Since the concepts are generated and classified according to a tree structure, in theory, it should favor decision tree learners.

Parameters

  • seed_tree

    Typeint | None

    DefaultNone

    Seed for random generation of tree.

  • seed_sample

    Typeint | None

    DefaultNone

    Seed for random generation of instances.

  • n_classes

    Typeint

    Default2

    The number of classes to generate.

  • n_num_features

    Typeint

    Default5

    The number of numerical features to generate.

  • n_cat_features

    Typeint

    Default5

    The number of categorical features to generate.

  • n_categories_per_feature

    Typeint

    Default5

    The number of values to generate per categorical feature.

  • max_tree_depth

    Typeint

    Default5

    The maximum depth of the tree concept.

  • first_leaf_level

    Typeint

    Default3

    The first level of the tree above max_tree_depth that can have leaves.

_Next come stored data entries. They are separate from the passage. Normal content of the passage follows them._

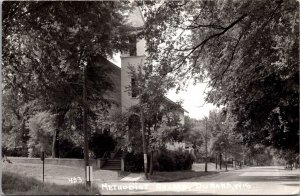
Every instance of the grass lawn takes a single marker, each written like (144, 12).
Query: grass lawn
(178, 175)
(13, 183)
(58, 174)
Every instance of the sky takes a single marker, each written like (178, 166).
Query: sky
(193, 97)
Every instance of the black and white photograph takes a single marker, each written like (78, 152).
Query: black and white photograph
(150, 97)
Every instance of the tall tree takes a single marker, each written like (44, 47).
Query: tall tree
(47, 47)
(248, 50)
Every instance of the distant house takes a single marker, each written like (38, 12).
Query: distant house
(134, 57)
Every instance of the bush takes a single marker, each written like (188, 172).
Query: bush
(166, 161)
(100, 143)
(67, 149)
(174, 160)
(134, 162)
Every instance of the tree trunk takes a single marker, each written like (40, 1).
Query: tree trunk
(86, 150)
(216, 160)
(54, 144)
(151, 163)
(144, 140)
(220, 157)
(225, 161)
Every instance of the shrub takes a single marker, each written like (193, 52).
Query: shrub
(134, 162)
(100, 143)
(174, 160)
(166, 161)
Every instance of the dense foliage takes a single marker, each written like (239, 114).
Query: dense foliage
(165, 161)
(249, 52)
(45, 47)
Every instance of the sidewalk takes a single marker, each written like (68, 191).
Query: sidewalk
(212, 167)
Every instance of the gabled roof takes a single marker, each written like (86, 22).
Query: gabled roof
(175, 104)
(135, 17)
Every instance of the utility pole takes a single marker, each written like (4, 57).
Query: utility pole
(205, 144)
(86, 143)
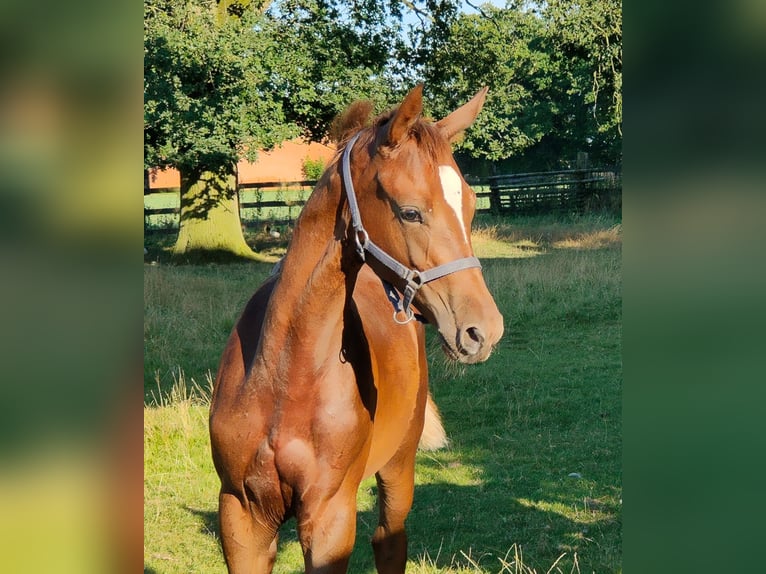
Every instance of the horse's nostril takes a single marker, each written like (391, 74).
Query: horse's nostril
(471, 341)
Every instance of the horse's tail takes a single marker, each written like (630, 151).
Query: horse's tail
(434, 436)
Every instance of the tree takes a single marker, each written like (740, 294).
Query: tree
(500, 49)
(225, 78)
(586, 42)
(207, 103)
(554, 71)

  • fraction_leaves_per_level

    Typefloat

    Default0.15

    The fraction of leaves per level from first_leaf_level onwards.

Attributes

  • desc

    Return the description from the docstring.

Examples

from river.datasets import synth

dataset = synth.RandomTree(seed_tree=42, seed_sample=42, n_classes=2,
                           n_num_features=2, n_cat_features=2,
                           n_categories_per_feature=2, max_tree_depth=6,
                           first_leaf_level=3, fraction_leaves_per_level=0.15)

for x, y in dataset.take(5):
    print(x, y)
{'x_num_0': 0.6394, 'x_num_1': 0.0250, 'x_cat_0': 1, 'x_cat_1': 0} 0
{'x_num_0': 0.2232, 'x_num_1': 0.7364, 'x_cat_0': 0, 'x_cat_1': 1} 1
{'x_num_0': 0.0317, 'x_num_1': 0.0936, 'x_cat_0': 0, 'x_cat_1': 0} 0
{'x_num_0': 0.5612, 'x_num_1': 0.7160, 'x_cat_0': 1, 'x_cat_1': 0} 0
{'x_num_0': 0.4492, 'x_num_1': 0.2781, 'x_cat_0': 0, 'x_cat_1': 0} 0

Methods

take

Iterate over the k samples.

Parameters

  • k'int'


  1. Domingos, Pedro, and Geoff Hulten. "Mining high-speed data streams." In Proceedings of the sixth ACM SIGKDD international conference on Knowledge discovery and data mining, pp. 71-80. 2000.